In the meantime, you may want to actually review the claims submitted with the orthodontist. Make sure they used accurate diagnostic codes on the claims (as opposed to the most common codes they may default to).

Good Luck.

It's common for dental insurance plans to only cover 50% of services after meeting the deductible. That's the way mine is, although routine preventive care and diagnostics are covered 100% without a deductible. Maybe that's where they're getting the 50% from?

BocephusSTL said:   It's common for dental insurance plans to only cover 50% of services after meeting the deductible. That's the way mine is, although routine preventive care and diagnostics are covered 100% without a deductible. Maybe that's where they're getting the 50% from?

OP said that this is a medical insurance claim stemming from an accident. This is not a dental claim. This is essentially restoration, not cosmetic.

gatzdon said:   BocephusSTL said:   It's common for dental insurance plans to only cover 50% of services after meeting the deductible. That's the way mine is, although routine preventive care and diagnostics are covered 100% without a deductible. Maybe that's where they're getting the 50% from?

OP said that this is a medical insurance claim stemming from an accident. This is not a dental claim. This is essentially restoration, not cosmetic.

I know he said it's a medical insurance claim. He wants to know why they will only pay 90% of 50% of the orthodontics charges. I am suggesting that 50% may be a common dental insurance payout level, and since his insurer doesn't handle dental perhaps they are just using an industry standard of 50% as the basis for their payout.

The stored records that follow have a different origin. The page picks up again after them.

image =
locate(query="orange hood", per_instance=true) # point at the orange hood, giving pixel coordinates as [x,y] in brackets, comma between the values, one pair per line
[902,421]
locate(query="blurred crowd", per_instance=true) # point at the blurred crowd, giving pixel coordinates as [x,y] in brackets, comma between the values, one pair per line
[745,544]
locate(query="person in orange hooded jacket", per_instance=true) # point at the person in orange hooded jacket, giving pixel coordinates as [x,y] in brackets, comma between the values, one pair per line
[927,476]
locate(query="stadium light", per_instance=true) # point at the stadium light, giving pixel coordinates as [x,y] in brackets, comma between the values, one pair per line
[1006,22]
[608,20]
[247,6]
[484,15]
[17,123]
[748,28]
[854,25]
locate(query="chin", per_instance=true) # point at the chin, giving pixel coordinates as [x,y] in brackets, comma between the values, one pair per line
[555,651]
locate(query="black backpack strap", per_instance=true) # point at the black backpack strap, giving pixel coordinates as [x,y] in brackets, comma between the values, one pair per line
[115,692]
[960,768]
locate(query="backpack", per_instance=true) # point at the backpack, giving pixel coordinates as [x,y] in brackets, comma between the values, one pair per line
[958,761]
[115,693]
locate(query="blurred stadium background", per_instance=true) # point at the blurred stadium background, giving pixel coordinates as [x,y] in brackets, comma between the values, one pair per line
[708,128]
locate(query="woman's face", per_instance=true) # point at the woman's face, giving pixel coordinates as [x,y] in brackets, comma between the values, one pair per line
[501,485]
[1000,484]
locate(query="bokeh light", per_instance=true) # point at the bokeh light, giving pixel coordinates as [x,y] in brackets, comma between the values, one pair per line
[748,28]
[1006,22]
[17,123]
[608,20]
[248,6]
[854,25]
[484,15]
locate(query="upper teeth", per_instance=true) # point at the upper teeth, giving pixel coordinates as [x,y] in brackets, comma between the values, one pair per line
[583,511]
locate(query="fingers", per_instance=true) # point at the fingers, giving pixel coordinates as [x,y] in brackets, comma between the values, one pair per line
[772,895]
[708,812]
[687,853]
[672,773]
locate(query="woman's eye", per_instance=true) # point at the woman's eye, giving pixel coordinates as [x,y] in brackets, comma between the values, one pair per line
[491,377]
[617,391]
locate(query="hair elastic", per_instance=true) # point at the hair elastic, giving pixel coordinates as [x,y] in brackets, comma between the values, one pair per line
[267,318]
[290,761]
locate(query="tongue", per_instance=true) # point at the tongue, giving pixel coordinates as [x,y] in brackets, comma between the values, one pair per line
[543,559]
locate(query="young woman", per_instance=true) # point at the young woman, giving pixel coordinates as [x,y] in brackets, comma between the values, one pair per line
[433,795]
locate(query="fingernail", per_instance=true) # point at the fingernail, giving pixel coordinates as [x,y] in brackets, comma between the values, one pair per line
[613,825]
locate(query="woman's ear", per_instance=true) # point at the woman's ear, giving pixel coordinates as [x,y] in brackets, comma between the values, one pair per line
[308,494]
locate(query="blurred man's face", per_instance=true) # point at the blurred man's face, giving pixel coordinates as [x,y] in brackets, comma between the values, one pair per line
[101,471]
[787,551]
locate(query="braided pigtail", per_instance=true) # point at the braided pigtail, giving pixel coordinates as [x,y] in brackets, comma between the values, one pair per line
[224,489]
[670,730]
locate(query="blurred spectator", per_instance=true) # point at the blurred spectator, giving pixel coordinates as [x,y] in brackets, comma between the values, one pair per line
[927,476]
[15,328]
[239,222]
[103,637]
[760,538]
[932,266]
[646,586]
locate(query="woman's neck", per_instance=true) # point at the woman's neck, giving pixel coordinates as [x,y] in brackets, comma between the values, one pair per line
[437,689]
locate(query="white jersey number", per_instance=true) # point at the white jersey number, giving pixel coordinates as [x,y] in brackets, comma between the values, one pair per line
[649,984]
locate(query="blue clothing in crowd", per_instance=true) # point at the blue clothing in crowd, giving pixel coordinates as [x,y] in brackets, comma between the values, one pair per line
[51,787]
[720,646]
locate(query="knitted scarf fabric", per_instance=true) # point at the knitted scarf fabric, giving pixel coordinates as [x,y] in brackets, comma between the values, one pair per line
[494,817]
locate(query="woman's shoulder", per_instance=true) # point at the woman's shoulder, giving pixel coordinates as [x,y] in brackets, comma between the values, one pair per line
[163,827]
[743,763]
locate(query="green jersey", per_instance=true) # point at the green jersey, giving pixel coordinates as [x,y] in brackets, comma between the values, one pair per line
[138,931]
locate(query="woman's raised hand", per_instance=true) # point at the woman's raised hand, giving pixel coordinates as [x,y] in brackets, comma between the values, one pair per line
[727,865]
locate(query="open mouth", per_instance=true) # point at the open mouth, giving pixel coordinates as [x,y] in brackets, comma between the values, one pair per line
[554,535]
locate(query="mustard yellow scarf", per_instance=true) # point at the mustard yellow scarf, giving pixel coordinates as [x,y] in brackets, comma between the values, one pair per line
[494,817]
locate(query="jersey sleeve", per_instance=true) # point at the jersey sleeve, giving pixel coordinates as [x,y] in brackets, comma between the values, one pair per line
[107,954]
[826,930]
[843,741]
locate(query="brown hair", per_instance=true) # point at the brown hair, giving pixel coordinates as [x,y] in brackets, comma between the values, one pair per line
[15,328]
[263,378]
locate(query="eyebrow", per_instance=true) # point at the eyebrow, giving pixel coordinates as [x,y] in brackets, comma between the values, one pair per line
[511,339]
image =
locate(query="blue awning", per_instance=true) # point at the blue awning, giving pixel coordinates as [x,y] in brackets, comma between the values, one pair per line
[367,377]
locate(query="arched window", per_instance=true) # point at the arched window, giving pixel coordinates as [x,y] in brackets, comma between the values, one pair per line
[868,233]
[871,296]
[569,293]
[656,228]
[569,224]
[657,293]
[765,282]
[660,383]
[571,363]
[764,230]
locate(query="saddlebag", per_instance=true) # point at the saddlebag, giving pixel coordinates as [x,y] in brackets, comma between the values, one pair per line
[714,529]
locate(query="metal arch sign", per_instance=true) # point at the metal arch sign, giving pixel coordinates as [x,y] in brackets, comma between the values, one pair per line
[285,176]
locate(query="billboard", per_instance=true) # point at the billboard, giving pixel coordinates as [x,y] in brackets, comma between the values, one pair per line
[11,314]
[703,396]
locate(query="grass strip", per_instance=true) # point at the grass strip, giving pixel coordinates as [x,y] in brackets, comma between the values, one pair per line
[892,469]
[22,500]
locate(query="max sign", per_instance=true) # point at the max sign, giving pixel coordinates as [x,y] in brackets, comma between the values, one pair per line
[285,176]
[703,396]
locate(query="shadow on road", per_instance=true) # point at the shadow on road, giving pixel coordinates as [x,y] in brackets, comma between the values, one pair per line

And we're suggesting that OP should be pursuing it as an accident claim from the other party. Not as a medical or dental claim

ellory said:   And we're suggesting that OP should be pursuing it as an accident claim from the other party. Not as a medical or dental claim

Except it sound like OP's son was the cause of the accident...

To bring this to conclusion: I needed to file an appeal after the work was completed. I did and they approved the appeal! I got my full 90% after deductable - worth fighting for the $3,400
!

did he try to eat a M80?? for petes sake!!

rblakenyc said:   To bring this to conclusion: I needed to file an appeal after the work was completed. I did and they approved the appeal! I got my full 90% after deductable - worth fighting for the $3,400!


That's great!

Thanks for returning to your thread and completing the story - so many folks don't do that.

To those with enduring curiosity about the cause of his injury, The injury was sustained from a fall from a ski lift to hard frozen ground and rocks. Thankfully a helmet protected his head but his jaw and teeth absorbed a tremendous blow. It is unclear exactly what happened regarding the lift bar but it appears the lift had stopped somewhat near the instructions to lift the bar and he and his companion were sitting there for at least a few moments with the bar up when he fell. Happily, he is well on his way to recovery and now the latest insurance expense is covered. Hopefully he will not require implants for his lost and broken teeth as i do not think those are covered.